ナガトは意味が分かったらしい。ただ、その意味を深く考えるために黙った。
俺はナガトの肘を小突いた。
察しの良い情報屋さんに黙られると、俺には真意が分からない。その理由が曖昧でも、ナガトの直感が正しいことは多い。
佐藤教官に目配せをしてから、覚悟を決めて彼は重い口を開く。彼は根っからの軍人気質で、発言の順番など上下関係を大事にする。
「胡散臭いのよ。私たち見習いとは言え、軍が日本国内で要人警護をするのは過剰な任務じゃないかしら」
「あー、言われるとそうだなー。戦場でもないし、警察の案件のような気がするなー」
「適材適所、職務越権を起こさないって暗黙のルールよ」
「でも、俺たちの班に本営からの任務命令なんだよな」
「それもおかしいでしょう。例えば、特殊作戦群までとはいかないでも、場数を踏んだ軍人に頼るでしょう」
拾った情報を冷静に分析しているナガトは、流石、雲峰大将の息子だ。
一方で、危ない橋と分かっても突き進むのは、東雲一族の俺が持つ悪癖だ。
運命に試されている、と俺の勘が言うんだ。

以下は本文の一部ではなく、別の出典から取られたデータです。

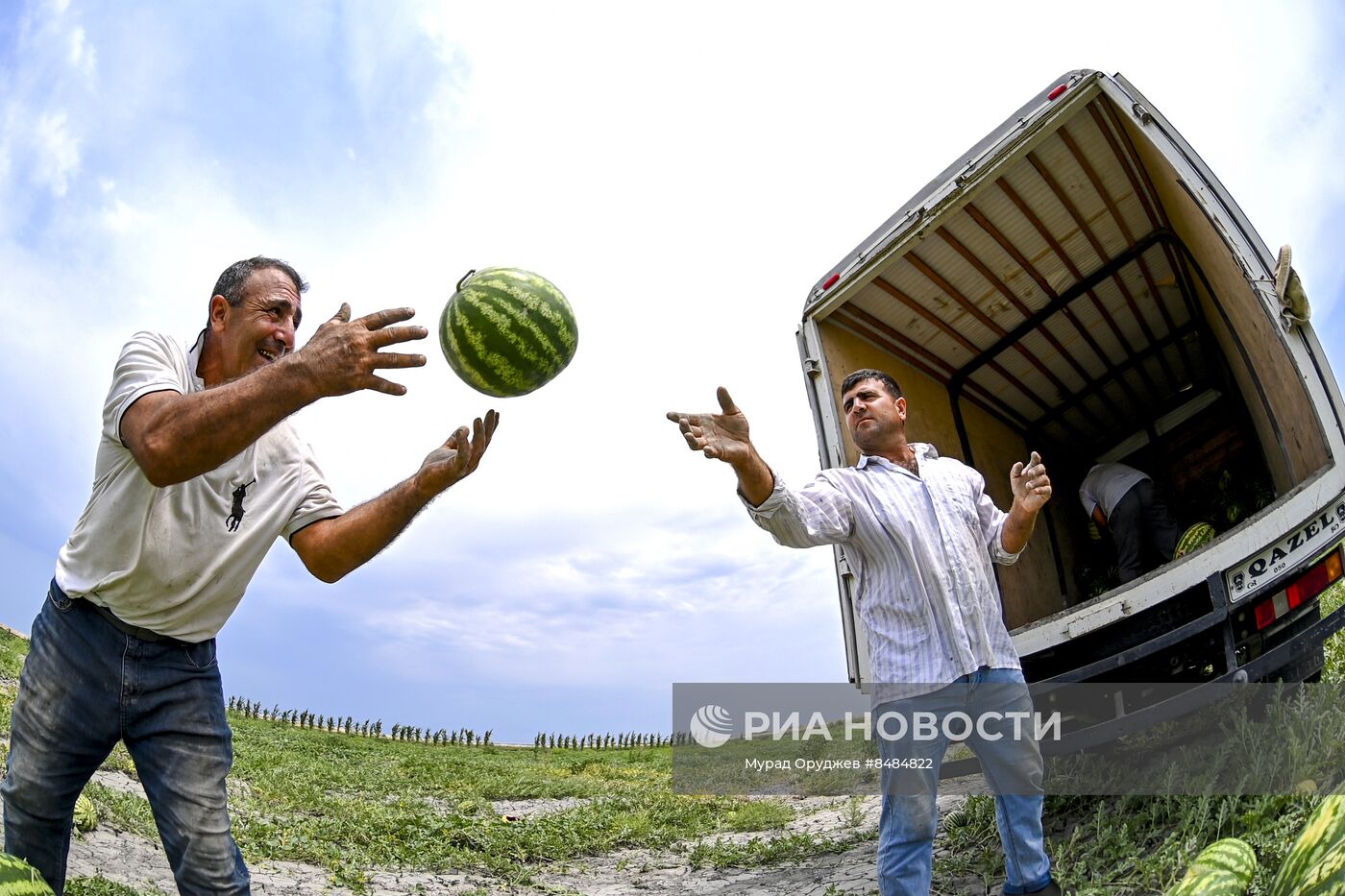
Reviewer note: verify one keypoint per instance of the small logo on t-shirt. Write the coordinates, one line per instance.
(237, 516)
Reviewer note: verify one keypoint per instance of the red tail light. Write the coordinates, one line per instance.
(1315, 581)
(1307, 587)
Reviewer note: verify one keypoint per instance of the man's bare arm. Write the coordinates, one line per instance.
(331, 547)
(175, 437)
(723, 436)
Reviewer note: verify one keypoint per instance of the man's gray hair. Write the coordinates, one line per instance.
(232, 282)
(868, 373)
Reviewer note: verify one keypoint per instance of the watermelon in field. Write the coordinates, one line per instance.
(1315, 862)
(1224, 868)
(19, 879)
(507, 331)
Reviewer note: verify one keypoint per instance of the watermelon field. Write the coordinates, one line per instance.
(330, 811)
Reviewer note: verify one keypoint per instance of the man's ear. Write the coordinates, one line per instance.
(219, 309)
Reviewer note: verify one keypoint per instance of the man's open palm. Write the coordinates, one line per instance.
(722, 436)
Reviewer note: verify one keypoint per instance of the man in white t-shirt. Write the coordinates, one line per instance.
(1125, 502)
(198, 472)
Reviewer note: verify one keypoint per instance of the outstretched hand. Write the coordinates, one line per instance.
(722, 436)
(343, 354)
(459, 456)
(1031, 483)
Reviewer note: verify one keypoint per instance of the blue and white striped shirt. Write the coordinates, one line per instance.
(920, 549)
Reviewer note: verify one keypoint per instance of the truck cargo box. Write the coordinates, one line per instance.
(1080, 284)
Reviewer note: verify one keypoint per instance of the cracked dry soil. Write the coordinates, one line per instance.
(137, 862)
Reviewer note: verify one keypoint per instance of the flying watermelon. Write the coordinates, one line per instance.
(507, 331)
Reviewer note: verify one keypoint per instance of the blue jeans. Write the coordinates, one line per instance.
(85, 687)
(1012, 765)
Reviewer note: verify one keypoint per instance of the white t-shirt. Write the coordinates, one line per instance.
(1106, 485)
(177, 560)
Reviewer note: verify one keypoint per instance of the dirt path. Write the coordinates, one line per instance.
(141, 864)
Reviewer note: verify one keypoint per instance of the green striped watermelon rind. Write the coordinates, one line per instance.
(20, 879)
(1315, 862)
(507, 331)
(1224, 868)
(1197, 536)
(1210, 882)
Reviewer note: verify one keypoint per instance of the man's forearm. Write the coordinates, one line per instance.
(175, 437)
(1017, 529)
(756, 482)
(335, 546)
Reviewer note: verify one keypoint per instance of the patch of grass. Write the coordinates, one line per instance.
(104, 886)
(1334, 668)
(760, 814)
(352, 804)
(123, 811)
(12, 651)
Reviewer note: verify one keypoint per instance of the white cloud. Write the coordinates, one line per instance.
(83, 54)
(58, 153)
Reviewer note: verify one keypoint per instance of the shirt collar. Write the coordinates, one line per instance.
(194, 359)
(924, 451)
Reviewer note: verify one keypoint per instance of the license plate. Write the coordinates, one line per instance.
(1307, 541)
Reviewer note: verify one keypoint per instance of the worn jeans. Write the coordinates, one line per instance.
(85, 687)
(1013, 768)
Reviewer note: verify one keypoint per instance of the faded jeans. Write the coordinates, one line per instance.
(1013, 768)
(85, 687)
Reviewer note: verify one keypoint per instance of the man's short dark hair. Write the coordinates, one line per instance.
(232, 282)
(868, 373)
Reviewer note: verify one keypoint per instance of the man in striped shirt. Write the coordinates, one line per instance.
(920, 534)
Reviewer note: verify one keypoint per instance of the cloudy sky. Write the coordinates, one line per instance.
(683, 173)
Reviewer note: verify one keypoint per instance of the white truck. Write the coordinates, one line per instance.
(1080, 284)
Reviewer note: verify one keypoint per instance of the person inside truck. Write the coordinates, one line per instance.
(1125, 502)
(921, 533)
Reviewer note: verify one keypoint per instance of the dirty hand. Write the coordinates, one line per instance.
(343, 354)
(459, 456)
(722, 436)
(1031, 485)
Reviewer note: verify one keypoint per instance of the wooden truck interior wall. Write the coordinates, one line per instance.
(1066, 304)
(1295, 451)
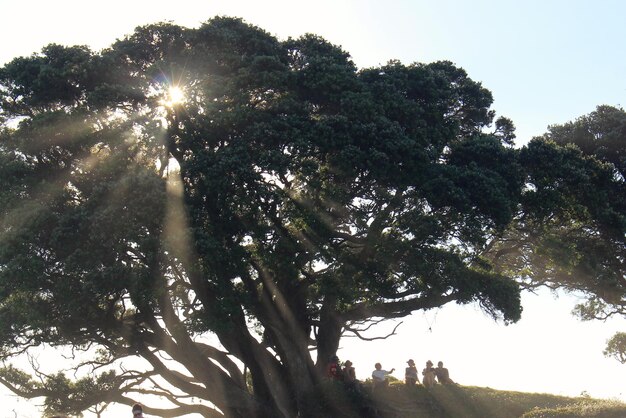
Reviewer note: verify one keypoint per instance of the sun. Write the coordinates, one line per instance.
(175, 95)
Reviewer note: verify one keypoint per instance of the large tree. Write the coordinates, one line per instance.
(222, 204)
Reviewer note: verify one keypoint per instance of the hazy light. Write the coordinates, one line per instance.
(175, 95)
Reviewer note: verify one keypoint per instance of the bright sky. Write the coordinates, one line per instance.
(545, 61)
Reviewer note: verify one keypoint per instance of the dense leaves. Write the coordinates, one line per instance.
(288, 199)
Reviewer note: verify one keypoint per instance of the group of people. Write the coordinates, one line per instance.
(430, 375)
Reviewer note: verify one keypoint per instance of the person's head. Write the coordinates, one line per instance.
(137, 410)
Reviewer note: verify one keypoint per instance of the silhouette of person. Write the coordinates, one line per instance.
(349, 374)
(379, 376)
(429, 375)
(443, 376)
(410, 374)
(334, 369)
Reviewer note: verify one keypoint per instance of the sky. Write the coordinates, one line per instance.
(545, 61)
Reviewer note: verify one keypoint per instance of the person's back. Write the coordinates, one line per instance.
(443, 376)
(379, 376)
(334, 369)
(410, 374)
(429, 374)
(349, 374)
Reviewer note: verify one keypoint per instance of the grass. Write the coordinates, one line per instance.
(455, 401)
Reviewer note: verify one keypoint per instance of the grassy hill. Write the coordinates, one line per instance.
(455, 401)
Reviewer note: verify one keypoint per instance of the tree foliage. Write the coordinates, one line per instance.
(289, 199)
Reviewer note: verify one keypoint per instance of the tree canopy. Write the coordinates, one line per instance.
(285, 198)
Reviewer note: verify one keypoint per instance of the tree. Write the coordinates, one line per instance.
(288, 199)
(577, 172)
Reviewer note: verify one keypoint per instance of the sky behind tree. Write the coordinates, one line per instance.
(546, 62)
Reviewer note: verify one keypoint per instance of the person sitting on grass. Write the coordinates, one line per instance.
(333, 371)
(379, 376)
(410, 374)
(443, 376)
(429, 375)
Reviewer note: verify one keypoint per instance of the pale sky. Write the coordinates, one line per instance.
(546, 62)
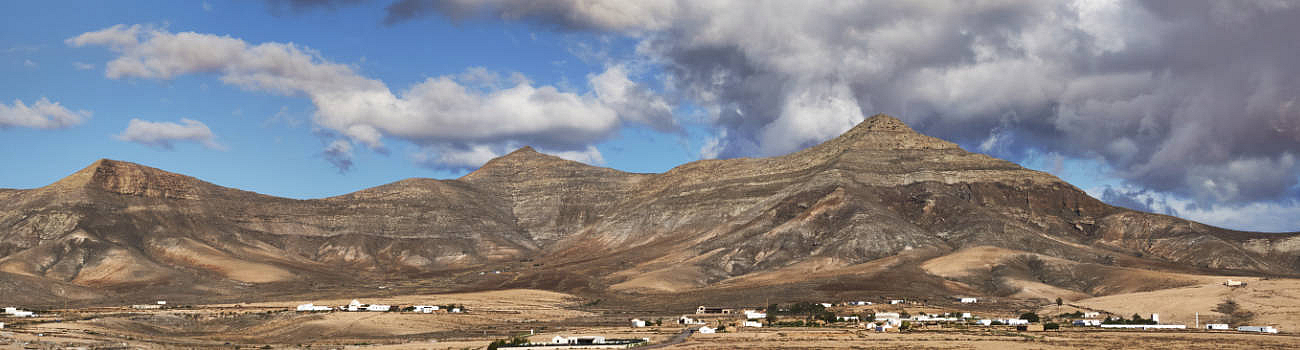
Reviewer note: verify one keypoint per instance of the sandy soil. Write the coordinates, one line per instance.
(1275, 302)
(991, 340)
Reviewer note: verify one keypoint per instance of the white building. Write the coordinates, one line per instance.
(354, 306)
(1145, 325)
(425, 309)
(1257, 329)
(312, 307)
(577, 340)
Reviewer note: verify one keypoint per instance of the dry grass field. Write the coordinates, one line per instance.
(494, 315)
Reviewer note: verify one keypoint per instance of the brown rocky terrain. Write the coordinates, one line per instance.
(878, 210)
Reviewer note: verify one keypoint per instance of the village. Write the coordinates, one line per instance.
(557, 322)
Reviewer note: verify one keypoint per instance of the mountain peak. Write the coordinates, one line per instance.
(884, 122)
(130, 178)
(883, 132)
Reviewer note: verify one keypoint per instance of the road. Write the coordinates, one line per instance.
(675, 340)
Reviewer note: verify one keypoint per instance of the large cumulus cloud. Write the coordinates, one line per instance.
(1190, 98)
(450, 117)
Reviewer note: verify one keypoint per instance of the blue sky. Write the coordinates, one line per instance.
(1190, 111)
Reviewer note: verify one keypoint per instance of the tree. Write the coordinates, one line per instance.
(1234, 312)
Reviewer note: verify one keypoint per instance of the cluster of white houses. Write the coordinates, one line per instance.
(356, 306)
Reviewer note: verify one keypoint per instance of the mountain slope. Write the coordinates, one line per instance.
(866, 208)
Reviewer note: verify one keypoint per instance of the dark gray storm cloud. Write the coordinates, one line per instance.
(1190, 98)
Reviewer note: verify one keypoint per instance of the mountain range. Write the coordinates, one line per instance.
(880, 208)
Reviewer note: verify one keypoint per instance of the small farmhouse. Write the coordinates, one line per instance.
(706, 310)
(1257, 329)
(425, 309)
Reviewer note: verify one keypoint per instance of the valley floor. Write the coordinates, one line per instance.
(495, 315)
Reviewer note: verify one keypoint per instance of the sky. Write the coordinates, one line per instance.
(1187, 108)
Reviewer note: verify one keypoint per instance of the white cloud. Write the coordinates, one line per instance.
(458, 112)
(42, 115)
(165, 134)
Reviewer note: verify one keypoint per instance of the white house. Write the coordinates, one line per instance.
(689, 320)
(312, 307)
(577, 340)
(18, 312)
(1257, 328)
(354, 306)
(425, 309)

何だか、心が燃えてくるようだ。
それに叔父さんだって、本当に危険があれば、瞬間移動して止めに来るだろうさ。
「ふーん、そうかな。何か理由があって俺たちの方が役立てるのかも。ナガトは、親父さんを信用できないのか」
「そんなことないわよ! お父さんがいないと日本はとっくの昔にペッタンコよ!」
「俺も叔父さんを信用している。それに必要あれば、俺の目の前に現れるだろうさ」
「はぁ、罠と分かって進むのも、私たち軍人には貴重な経験ってことね。……で、どうしてホウセンの目は動揺しているのかしら」
ん、ホウセンの動揺って。ナガトは視野が広い。
おかしな軍令で佐藤班が紛糾しているのに、さっきからホウセンは黙り込んでいた。
一番、茶々を入れそうなのにな。今朝の彼女は不思議なほど静かだ。
彼女の黄色い瞳の奥を覗き込んだ。その心を読んだナガトは、急に真っ赤な顔になった。
俺は何か分かったのか、とナガトに聞いた。
「何か分かったのか?」
「うーん、分からない。もーう、分からないってことにしたいの!」
「もう少し、俺が分かる日本語にしてくれないか」
「乙女心は読んでも言わないの! イツキは鈍感なんだから!」
朝から密かな思慕をして呆けていただけ。
で、誰に? 鈍感な俺は困った顔だ。
ナガトの反応に気づき、今度はホウセンも真っ赤な顔になる。
お花畑。真っ赤な顔が2輪だ。
ここで察した佐藤教官が無言で、俺の頭を引っぱたいた。
佐藤班で、俺だけ空気読めていないようだ。